What is Translation Studies?
As a student of translation studies, and as a first step in the path of an academic study of translation, the very first thing you need to do after choosing this major, is to be able to know what Translation Studies is, and where it did come from. On this page, we too started our path towards introducing translation studies by giving you a little bit about what is translation studies. In this article, we used two important resources: Introducing Translation Studies 4th edition by Jeremy Munday, and Translation: An Advanced Resource Book by Basil Hatim and Jeremy Munday. These two books are two fundamental cornerstones for an academic study of translation.
Throughout history, translation has played a crucial role in communication. As world trade grown, so has the importance of translation. Study of translation as an academic subject only really began in second half of the 20th century. Thanks to James S. Holmes, this discipline in English world is known as Translation Studies. There are four visible ways in which translation studies has become more prominent:
- With increasing demand for translation. there has been several specialized translating and interpreting programs. These programs were to make commercial translators and interpreters which their degree was so valued. Types of translation programs varied in different institutions, like a technical or audiovisual translation. And a few of these focused on the practice of literary translation.
- Increasing amount of conferences, books, and journals in many languages.
- increasing demand for general and analytical instruments, like databases, encyclopedias and etc.
- International organizations also had an impact. They brought together national associations of translation. There are some associations for bonding translators and gathering them, international conferences on a wide variety of themes are held in lots of countries.
An early history of translation studies
Translation was so important for the distribution of key cultural and religious texts and concepts.
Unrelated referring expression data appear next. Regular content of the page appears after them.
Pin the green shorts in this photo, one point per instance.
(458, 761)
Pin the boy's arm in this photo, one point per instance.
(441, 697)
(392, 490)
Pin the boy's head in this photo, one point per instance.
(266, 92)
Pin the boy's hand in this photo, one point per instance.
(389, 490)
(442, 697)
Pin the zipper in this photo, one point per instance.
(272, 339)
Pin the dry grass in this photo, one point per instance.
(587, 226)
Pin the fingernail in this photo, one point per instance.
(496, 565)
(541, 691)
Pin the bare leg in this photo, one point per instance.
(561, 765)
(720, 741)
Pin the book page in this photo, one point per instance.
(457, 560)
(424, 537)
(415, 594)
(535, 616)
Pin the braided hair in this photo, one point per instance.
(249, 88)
Some authors and figures proposed a way to translate and were influential. The major battleground was the translation of the Bible, but studies on this subject started in the latter part of 20th century as an academic subject. Before that, translation was considered a part of language learning in schools and dominated by the grammar-translation method. Their focus was mainly on the study of grammatical rules and structures. Students were reading the product until they gain the ability to read the original. After a while, GTM method had a bad reputation and alternative forms rose: Direct Method and Communicative Approach. They tried to make authentic language environment, preferred spoken language over written language, and avoided the use of mother tongue. This separated translation from language learning. Translation went to higher levels like universities.
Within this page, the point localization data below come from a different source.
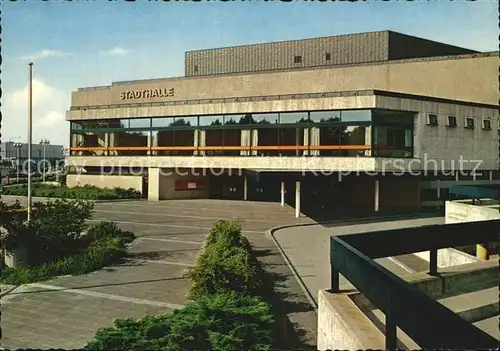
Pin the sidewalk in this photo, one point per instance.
(308, 248)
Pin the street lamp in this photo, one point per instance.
(18, 156)
(30, 137)
(44, 142)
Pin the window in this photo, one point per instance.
(293, 117)
(487, 124)
(469, 123)
(144, 123)
(356, 116)
(432, 119)
(325, 116)
(452, 121)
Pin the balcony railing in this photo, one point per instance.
(425, 320)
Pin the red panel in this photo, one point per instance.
(190, 184)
In 60s USA, literary translation was promoted by the concept of translation workshop. This was based on studying criticism. The goal was to introduce new ways to translation process and understanding a text. Alongside this approach, there was comparative literature, where literature studied and compared and necessitating the reading of translation products. Another area of the importance of subject was contrastive linguistics: study of two languages in contrast to identifying differences between them. Translations and translated products served as an input for this study. After a while, linguistic approach began to study translation and the word science and a scientific investigation began to be used by Nida.
Is Translation a Discipline, Interdiscipline or Multidiscipline?
One of the important aspects of recent research is its interdisciplinarity. The nature of interdisciplinarity, according to McCarty goes: it is not easily understood, funded or managed in a world that already divided along disciplinary lines. It exists in the interstices of the existing fields dealing with all, some or many of them. It is enigmatic. An interdiscipline therefore challenges the current conventional way of thinking by promoting and responding to new links between different types of knowledge and technologies. McCarty sees the ‘conventional’ disciplines having either a ‘primary’ or a ‘secondary’ relationship to a new Interdiscipline (like translation studies). In translation studies, the primary relationship is with disciplines like linguistics, modern languages and language studies, comparative literature, cultural studies (including gender studies and postcolonial studies), philosophy, and recently, with sociology, history and creative writing. Some current projects are also multidisciplinary, involving the participation of researchers from various disciplines, including translation studies. the relationship of translation studies to other disciplines is not fixed and can change. Even the object of study has shifted over time. Among these some, like Daniel Gile, have seen it as a threat.
Nowadays, Translation Studies is regarded as an intediscipline which studies translation systematically. It studies how translation is manifested theoretically and practically.